In terms of sector allocations, works and transport has been allocated Shs 5.88 trillion compared with Shs 6.4trillion in this financial year. This is followed up with security that has been allocated shs4.52 trillion, up from Shs3.65trillion.
Education sector has been allocated Shs3.5 trillion, up from Shs 3.3trillion, health sector Shs2.7 trillion, up from Shs 2.5trillion and agriculture sector allocated Shs1.3 trillion, up from Shs 1trillion. Energy and Mineral Development takes shs2.6 trillion, down from Shs 3.0 trillion.
Ministry of ICT and National guidance has been allocated Shs 163bn, up from Shs 146bn, Justice, Law and Order, Shs 2trillion, up from Shs 1.78trillion, with Water and Environment ministry allocated Shs 1.69trillion, up from Shs 1.1trillion.
In addition, trade and industry ministry has been allocated Shs 174.7billion, down from Shs 212 billion, Science, technology and Innovation Shs 238.11billion, up from Shs 186.7bn and tourism ministry allocated Shs 193.95bn, up from Shs 193.73bn.

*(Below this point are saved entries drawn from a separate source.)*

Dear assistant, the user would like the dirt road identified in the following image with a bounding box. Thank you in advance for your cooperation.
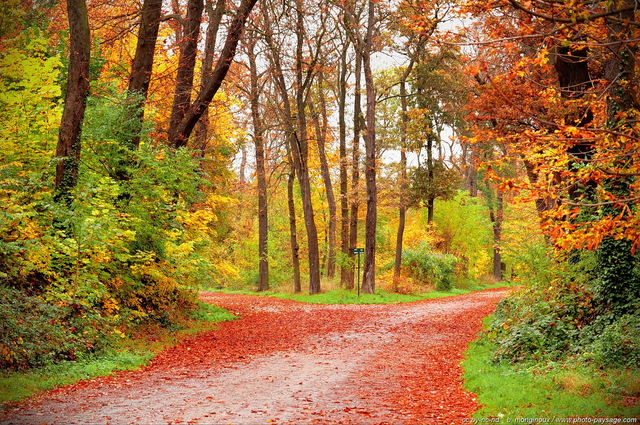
[0,288,509,424]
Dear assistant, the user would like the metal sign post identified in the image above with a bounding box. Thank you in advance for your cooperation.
[350,247,364,297]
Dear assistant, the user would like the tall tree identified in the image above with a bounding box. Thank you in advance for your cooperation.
[337,37,351,288]
[169,0,258,147]
[361,0,378,294]
[168,0,205,147]
[247,33,269,291]
[310,78,337,278]
[54,0,91,205]
[127,0,163,148]
[348,47,363,291]
[464,0,640,300]
[261,0,329,294]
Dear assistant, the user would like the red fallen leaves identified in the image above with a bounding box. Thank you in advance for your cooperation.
[0,288,508,425]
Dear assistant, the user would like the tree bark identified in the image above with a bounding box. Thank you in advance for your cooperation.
[294,0,321,294]
[488,191,503,281]
[127,0,163,149]
[54,0,91,205]
[248,36,269,292]
[288,161,302,293]
[194,0,226,152]
[348,48,363,291]
[311,86,337,279]
[168,0,204,147]
[393,58,417,289]
[361,0,377,295]
[595,2,637,309]
[338,40,350,287]
[170,0,258,147]
[426,137,435,223]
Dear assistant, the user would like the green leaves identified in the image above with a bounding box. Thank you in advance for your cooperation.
[0,35,62,168]
[408,161,460,208]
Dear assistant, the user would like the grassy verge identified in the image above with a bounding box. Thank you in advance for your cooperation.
[0,303,237,405]
[213,281,512,305]
[463,330,640,422]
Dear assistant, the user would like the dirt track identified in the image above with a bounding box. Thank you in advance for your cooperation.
[0,288,509,424]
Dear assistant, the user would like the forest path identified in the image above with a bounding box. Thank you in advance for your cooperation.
[0,288,509,425]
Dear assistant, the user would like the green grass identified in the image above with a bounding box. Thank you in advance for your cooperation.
[463,332,640,422]
[213,281,512,305]
[0,302,237,405]
[0,350,152,404]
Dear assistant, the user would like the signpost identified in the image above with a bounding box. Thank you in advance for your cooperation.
[350,247,364,297]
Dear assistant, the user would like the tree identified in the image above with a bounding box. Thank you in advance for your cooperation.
[342,0,381,294]
[463,0,639,305]
[310,79,338,278]
[260,0,332,294]
[54,0,91,205]
[169,0,258,148]
[247,33,269,291]
[168,0,205,147]
[336,36,351,288]
[126,0,163,148]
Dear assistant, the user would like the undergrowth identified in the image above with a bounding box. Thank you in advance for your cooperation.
[0,302,236,405]
[463,248,640,422]
[464,332,640,421]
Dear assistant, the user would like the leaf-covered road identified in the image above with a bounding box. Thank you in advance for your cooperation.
[1,288,508,424]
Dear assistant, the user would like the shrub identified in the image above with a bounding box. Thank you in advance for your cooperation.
[587,314,640,367]
[486,250,640,368]
[402,242,459,291]
[0,286,115,370]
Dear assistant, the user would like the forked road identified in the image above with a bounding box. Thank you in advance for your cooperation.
[1,288,509,425]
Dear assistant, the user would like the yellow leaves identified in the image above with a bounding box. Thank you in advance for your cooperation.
[206,193,238,209]
[564,126,580,136]
[215,261,241,280]
[532,48,549,66]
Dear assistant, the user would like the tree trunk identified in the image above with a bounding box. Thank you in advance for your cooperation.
[361,0,377,295]
[426,137,435,223]
[338,41,350,287]
[170,0,258,147]
[294,0,321,294]
[348,48,363,291]
[168,0,204,147]
[54,0,91,205]
[393,61,416,289]
[288,162,302,294]
[311,87,337,279]
[194,0,226,152]
[248,37,269,292]
[127,0,162,149]
[488,191,503,281]
[595,3,637,310]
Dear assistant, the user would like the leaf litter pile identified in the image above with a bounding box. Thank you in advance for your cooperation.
[0,288,508,424]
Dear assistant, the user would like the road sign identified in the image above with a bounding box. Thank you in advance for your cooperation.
[351,247,364,254]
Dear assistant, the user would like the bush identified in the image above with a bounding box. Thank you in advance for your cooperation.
[488,289,579,363]
[587,314,640,367]
[486,250,640,368]
[0,286,115,370]
[402,242,459,291]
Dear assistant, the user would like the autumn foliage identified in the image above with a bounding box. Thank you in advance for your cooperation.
[462,0,639,253]
[1,0,637,377]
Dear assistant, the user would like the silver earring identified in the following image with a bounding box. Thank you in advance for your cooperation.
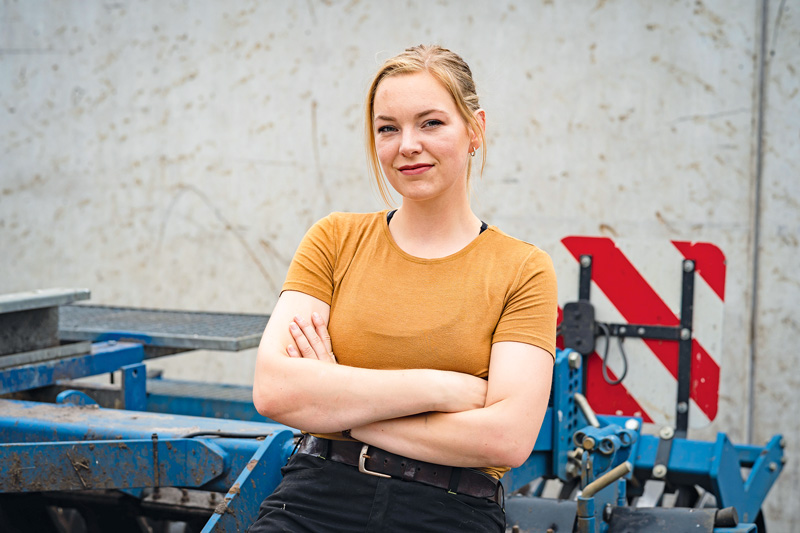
[469,148,476,157]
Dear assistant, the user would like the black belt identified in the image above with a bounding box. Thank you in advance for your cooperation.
[296,436,502,504]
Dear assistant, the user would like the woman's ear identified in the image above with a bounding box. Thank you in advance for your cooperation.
[471,109,486,147]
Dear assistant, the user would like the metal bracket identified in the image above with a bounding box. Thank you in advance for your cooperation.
[563,255,696,435]
[653,426,675,480]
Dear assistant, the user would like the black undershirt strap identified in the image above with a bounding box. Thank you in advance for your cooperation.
[386,210,488,234]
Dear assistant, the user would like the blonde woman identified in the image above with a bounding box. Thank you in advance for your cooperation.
[250,45,557,532]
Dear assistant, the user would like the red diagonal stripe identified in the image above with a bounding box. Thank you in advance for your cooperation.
[671,241,726,301]
[585,352,654,423]
[562,236,719,421]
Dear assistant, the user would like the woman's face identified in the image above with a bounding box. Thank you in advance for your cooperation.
[372,71,479,205]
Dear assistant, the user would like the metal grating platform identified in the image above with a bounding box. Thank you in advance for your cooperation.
[59,305,270,352]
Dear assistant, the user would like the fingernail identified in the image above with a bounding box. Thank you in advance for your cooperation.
[287,345,297,356]
[294,315,305,325]
[312,312,320,321]
[289,323,299,332]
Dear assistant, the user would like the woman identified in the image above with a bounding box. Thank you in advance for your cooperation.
[250,45,557,532]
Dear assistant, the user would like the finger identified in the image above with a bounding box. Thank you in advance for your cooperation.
[294,315,329,360]
[287,344,300,358]
[289,321,317,359]
[311,312,335,363]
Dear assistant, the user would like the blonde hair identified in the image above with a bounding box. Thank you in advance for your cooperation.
[365,45,486,205]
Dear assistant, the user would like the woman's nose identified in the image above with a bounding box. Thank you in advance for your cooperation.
[399,130,422,157]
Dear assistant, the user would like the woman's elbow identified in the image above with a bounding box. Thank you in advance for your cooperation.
[486,428,539,468]
[252,383,283,420]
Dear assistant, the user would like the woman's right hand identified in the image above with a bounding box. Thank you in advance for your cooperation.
[287,312,337,364]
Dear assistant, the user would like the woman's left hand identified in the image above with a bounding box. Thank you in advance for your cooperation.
[287,312,337,364]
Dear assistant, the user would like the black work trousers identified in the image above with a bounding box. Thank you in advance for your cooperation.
[248,452,505,533]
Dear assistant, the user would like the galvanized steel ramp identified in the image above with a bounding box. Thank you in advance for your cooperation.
[59,305,270,355]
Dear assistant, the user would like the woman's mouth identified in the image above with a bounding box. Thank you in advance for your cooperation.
[397,164,433,175]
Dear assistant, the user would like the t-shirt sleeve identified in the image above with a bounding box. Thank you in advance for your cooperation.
[281,214,338,305]
[492,248,558,358]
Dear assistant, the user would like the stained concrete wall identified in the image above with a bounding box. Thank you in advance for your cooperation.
[1,0,797,529]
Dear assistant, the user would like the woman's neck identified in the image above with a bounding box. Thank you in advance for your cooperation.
[387,199,483,259]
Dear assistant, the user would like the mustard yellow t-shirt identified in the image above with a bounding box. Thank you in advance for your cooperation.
[282,211,558,478]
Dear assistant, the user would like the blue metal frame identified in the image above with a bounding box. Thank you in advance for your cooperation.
[0,341,144,395]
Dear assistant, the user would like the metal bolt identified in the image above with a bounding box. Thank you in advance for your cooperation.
[677,402,688,414]
[684,260,695,272]
[659,426,675,440]
[680,328,691,340]
[583,437,596,450]
[652,464,667,479]
[568,351,582,369]
[565,463,578,477]
[769,462,777,472]
[637,327,645,335]
[580,255,592,267]
[619,326,627,335]
[603,504,613,522]
[625,419,639,431]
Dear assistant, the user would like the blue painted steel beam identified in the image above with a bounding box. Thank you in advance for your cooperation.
[0,438,225,493]
[121,362,147,410]
[0,341,144,395]
[202,433,293,532]
[0,399,295,493]
[144,379,270,422]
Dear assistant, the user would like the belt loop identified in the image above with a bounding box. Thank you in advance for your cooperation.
[321,437,330,460]
[290,434,304,457]
[447,467,462,494]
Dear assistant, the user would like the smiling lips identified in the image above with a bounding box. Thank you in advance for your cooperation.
[397,163,434,175]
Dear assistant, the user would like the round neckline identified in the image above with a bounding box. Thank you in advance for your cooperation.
[379,209,493,264]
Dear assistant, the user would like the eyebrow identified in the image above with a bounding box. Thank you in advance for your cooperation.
[374,109,447,123]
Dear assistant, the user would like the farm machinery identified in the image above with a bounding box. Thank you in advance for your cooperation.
[0,267,785,532]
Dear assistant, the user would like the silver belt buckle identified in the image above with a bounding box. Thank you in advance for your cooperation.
[358,444,390,478]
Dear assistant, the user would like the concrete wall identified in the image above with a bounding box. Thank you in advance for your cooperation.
[1,0,797,528]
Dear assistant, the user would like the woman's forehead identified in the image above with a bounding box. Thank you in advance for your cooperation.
[374,71,456,116]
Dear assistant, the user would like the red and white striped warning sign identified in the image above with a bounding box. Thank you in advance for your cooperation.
[554,237,726,428]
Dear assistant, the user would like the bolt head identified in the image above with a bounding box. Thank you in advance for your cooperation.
[769,462,777,472]
[652,464,667,479]
[625,419,640,431]
[684,260,695,272]
[583,437,596,450]
[580,255,592,267]
[677,402,688,414]
[568,351,582,369]
[680,328,691,340]
[659,426,675,440]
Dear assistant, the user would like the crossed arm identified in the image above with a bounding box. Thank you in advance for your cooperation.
[252,290,553,469]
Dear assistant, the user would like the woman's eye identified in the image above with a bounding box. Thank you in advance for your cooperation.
[377,125,397,134]
[423,119,443,128]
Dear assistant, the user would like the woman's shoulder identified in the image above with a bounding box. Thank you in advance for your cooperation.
[323,210,386,226]
[482,226,551,262]
[307,210,387,245]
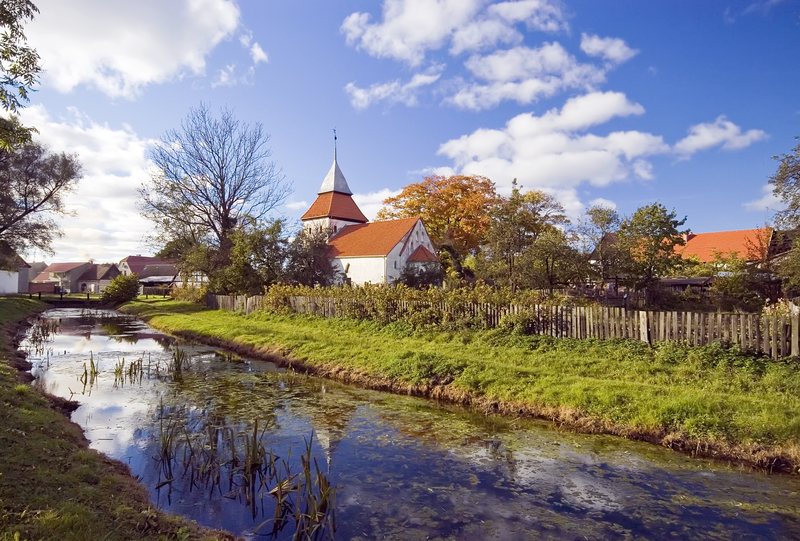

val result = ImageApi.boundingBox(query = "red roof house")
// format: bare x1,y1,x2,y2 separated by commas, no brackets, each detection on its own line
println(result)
29,262,92,294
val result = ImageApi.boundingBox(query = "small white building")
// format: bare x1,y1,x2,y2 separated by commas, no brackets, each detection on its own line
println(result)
301,151,438,285
0,245,32,294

Most surprisingly, however, is that the interest payments will take a whooping Shs 12.4 trillion of the proposed budget. This is up from Shs10.3trillion this current year.
Finance Minister, Matia Kasaija, thanked parliament for passing the proposed budget but was quick to note that parliament should keep the door open for any review in the proposed document arguing that it has been considered under unclear circumstance of the COVID-19 pandemic.